Utley admitted that staying off his phone has become a struggle in his days.

“I find myself on it within the next minute, even though I just told myself I need to put it down,” Utley said.

Morgan Wright, senior, doesn’t see social media as important as others do. Wright feels like it is irrelevant to her life and sees it as nothing beneficial.

“I feel like my whole outlook on it is that it’s not important. I feel like a lot of people need the likes and the following,” Wright said, “It can definitely control your looks, how you’re feeling, beliefs and other stuff.”

Survey on how students think their electronics affect them. (Livi Lewis)


Holden McKean, freshman, stated that he feels like it’s not a necessity and has never used social media.

“I never really needed it,” McKean said.

Although McKean doesn’t have social media, he does see the bad outcomes from an outsider’s perspective.

“It can be used for good things, but a lot of times it has a negative impact on people. It gives people a sense of animosity, and they think they can do whatever they want and not have any consequences or sometimes it can affect people’s self esteem; other times, it’s great for people that like to share with friends and talk with them,” McKean said.

Krystal Roeper-Mokriakow, a sophomore, also doesn’t use social media, but for different reasons.

“Whenever I’m on it I just feel more insecure about myself because I look at people and I’m like these people have this and I don’t and I just try to stay away from that,” Roeper-Mokriakow said, “I’ve had Instagram before, and when I was on it I was just looking at it all day. I felt it was just taking me away from my family and from other stuff I need to get done, so I had to uninstall it. It was taking too much time away from me.”

Ryan Restivo, a senior, believes social media to be a bad habit to get into if not moderated. For Restivo, it has a positive effect on him fortunately.

“Social Media as a concept is about connecting with people, but I feel like if you connect with the wrong kind of people it can make you feel bad. I mainly connect with friends and family who I’m already close to, so it’s a good thing for me,” Restivo said.

Restivo believes the difference in why it is beneficial to him and not for many, is because of how he uses social media compared to others.

A lot of people when they interact with social media, It’s attention, you know they want to be validated by someone and they want to be seen.”

— Ryan Restivo


Alyssa Scofield, freshman, just finds it stressful to be a part of all the time.

“Lately there has been a lot of toxicity online, and it’s very stressful seeing negativity everyday,” Scofield said.

Meg Ellison, junior, believes that she, as well as others, have been victims of increased self image and body issues from social media, leading to body disorders and unhealthy habits.
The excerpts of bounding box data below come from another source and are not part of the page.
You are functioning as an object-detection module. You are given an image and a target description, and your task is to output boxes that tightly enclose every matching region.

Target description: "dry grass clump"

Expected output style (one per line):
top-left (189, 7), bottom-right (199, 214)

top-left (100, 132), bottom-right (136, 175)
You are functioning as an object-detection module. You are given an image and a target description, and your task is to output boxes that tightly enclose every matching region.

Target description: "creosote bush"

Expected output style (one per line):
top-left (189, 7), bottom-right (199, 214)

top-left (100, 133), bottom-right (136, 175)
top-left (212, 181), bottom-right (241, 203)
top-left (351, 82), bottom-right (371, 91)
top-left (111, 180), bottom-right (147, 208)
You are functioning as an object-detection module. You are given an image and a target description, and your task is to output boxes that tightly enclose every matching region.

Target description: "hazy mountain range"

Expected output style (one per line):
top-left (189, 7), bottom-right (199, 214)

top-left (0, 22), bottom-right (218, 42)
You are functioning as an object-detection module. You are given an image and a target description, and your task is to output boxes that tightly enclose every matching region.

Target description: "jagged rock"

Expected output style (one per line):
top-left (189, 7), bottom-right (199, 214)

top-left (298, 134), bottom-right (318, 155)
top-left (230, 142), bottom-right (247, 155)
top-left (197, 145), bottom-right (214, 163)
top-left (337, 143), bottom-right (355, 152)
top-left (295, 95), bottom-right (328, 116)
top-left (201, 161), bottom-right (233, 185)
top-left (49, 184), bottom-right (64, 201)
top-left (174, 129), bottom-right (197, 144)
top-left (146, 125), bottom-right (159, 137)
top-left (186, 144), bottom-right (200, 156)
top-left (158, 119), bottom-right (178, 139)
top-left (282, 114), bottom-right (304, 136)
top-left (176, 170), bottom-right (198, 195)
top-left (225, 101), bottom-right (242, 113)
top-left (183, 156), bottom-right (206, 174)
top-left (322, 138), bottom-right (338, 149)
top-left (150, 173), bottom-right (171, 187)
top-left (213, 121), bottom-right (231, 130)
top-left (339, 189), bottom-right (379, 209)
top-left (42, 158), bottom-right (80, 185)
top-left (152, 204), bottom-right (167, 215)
She doesn’t think the accessibility of the internet for young children is smart for their generation.

“Social media is a good and bad place and mostly for younger females. Not to discredit the males, but we, especially me, I was growing up being told what to eat and what to wear. Not by my parents, but by the school that I was at, by the books that I was reading, the magazines that I would look at, just media. After a while I realized, this is not healthy. Even today young kids are having more access to the internet, to phones, and on Tik Tok you have those people who are skinny and beautiful and ‘buy this product or this one’. It’s just unhealthy for the kids. I’m worried about the kids. I know what it’s like to grow up in this world and it’s very harsh,” Ellison said.